HP-24 Project

Update 4 August 2004: Getting horizontal and vertical

Brigitta and I spent most of the weekend of 24/25 July 2004 in Yosemite, doing a hike from the valley floor to the top of Half Dome and then back again. We've done this once as a two-day, once as a three-day, and now twice as a one-day walk. It's only about 16 miles round-trip, but the elevation gain of about 4500 feet is killer. The last time we did it as a one-day, my left knee went out while descending the stairs below the cables and I had to limp about seven miles back to the valley floor. This time neither of us suffered but the expected muscle aches.

Last weekend, Brigitta and I made two runs up to the shop on Sunday, and brought the remaining five HP-18 and RS-15 forward fuselages down to the house. We stood them on their aft ends and leaned them up against the North wall of the house, where we secured them with a bit of yellow rope. From what you can see over the fence, they look a bit like a salvo of ballistic missiles. Saturday we'd spent rock climbing at nearby Table Mountain, where I frolicked (with abandon) up a lead climb on Sidesaddle, and also did one each crack climb and stemming climb on a hexagonal basalt column like a miniature of what you'd find on Devil's Tower in Wyoming. Brigitta and Alia also made forays at Sidesaddle, with Alia gaining the toprope anchor with a little help from the belay.

Anyhow, with the pods out of the shop, I can use the overhead racks where they used to be to place one or both of the wing plugs while I'm working on either them or the horizontal tailplane.

Speaking of the tailplane, I'd like to thank the senders of the four messages I received recommending the Glasflugel/Schempp-Hirth system of both securing the tailplane and driving the elevator. I've considered it before, but never seriously. I think it might be more complicated than it is worth to do it that way.

The basis of the Glasflugel/Schempp-Hirth system is that the entire horizontal tailplane and elevator are supported by the pins that drive the elevator. Most of the tailplane loading goes through the inboard elevator hinges, so those hinges must be very stiff, and attached very well to both the upper and lower shells of the stabilizer. And further, for the system to work properly, the elevator hinge axis must be very precisely aligned so that it is coaxial with the pivot cluster on the vertical fin when the two are assembled.

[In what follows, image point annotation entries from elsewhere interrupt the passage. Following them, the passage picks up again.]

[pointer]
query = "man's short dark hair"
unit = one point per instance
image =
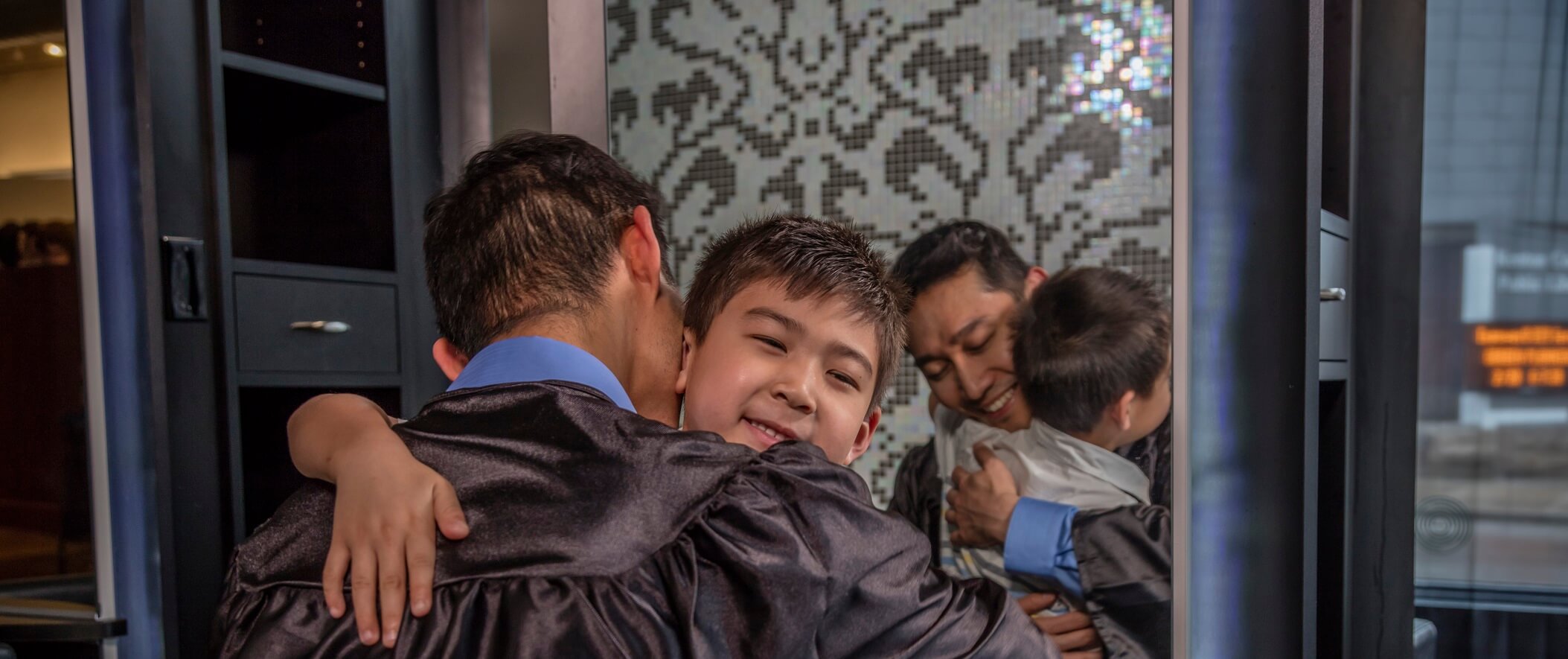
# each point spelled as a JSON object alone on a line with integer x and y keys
{"x": 532, "y": 228}
{"x": 811, "y": 259}
{"x": 947, "y": 250}
{"x": 1086, "y": 338}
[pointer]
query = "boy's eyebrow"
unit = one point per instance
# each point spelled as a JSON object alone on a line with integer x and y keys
{"x": 769, "y": 314}
{"x": 834, "y": 348}
{"x": 845, "y": 350}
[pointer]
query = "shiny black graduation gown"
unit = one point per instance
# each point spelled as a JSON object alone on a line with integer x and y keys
{"x": 598, "y": 532}
{"x": 1124, "y": 554}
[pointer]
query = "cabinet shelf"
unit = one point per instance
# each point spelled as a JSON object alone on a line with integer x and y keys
{"x": 301, "y": 76}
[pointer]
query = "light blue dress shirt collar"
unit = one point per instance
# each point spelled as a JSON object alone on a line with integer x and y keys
{"x": 535, "y": 358}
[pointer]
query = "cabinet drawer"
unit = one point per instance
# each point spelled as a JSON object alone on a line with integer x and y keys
{"x": 267, "y": 308}
{"x": 1334, "y": 316}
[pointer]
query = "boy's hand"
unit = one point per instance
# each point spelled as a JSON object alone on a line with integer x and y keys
{"x": 982, "y": 503}
{"x": 383, "y": 524}
{"x": 1073, "y": 633}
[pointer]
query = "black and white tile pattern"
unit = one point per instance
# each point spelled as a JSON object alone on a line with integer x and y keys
{"x": 1049, "y": 118}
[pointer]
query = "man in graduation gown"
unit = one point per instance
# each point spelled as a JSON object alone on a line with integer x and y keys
{"x": 601, "y": 531}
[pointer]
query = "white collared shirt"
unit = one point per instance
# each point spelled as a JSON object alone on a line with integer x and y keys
{"x": 1045, "y": 462}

In the full-on factory environment, it is relatively easy to jig all this stuff together right. However, in order to make it easier to meet the "Major Portion" rule for amateur-built experimentals, I'd like to have the builder join the top and bottom horizontal tailplane shells. I'd also like to give the builder a comfortable working margin of error to account for the vagaries of the home workshop environment. I think it will be easier to accommodate that environment with a mechanically and topologically simpler system, like that found on the LS-6.

Nonetheless, I have arranged to borrow a Schempp-Hirth tailplane attach cluster so that I can get a good look at its insides. I maintain that indecision is still the key to flexibility!

Next weekend, I figure to put more cradles in the racks vacated by the fuselage pods so I can store the wing plugs. If things go well, I'll make a third attempt to skin the elevators with fiberglass. I'd like to get the tailplane molds done before too long so I can do some test pieces of my proposed internal structure for the tailplane and elevator.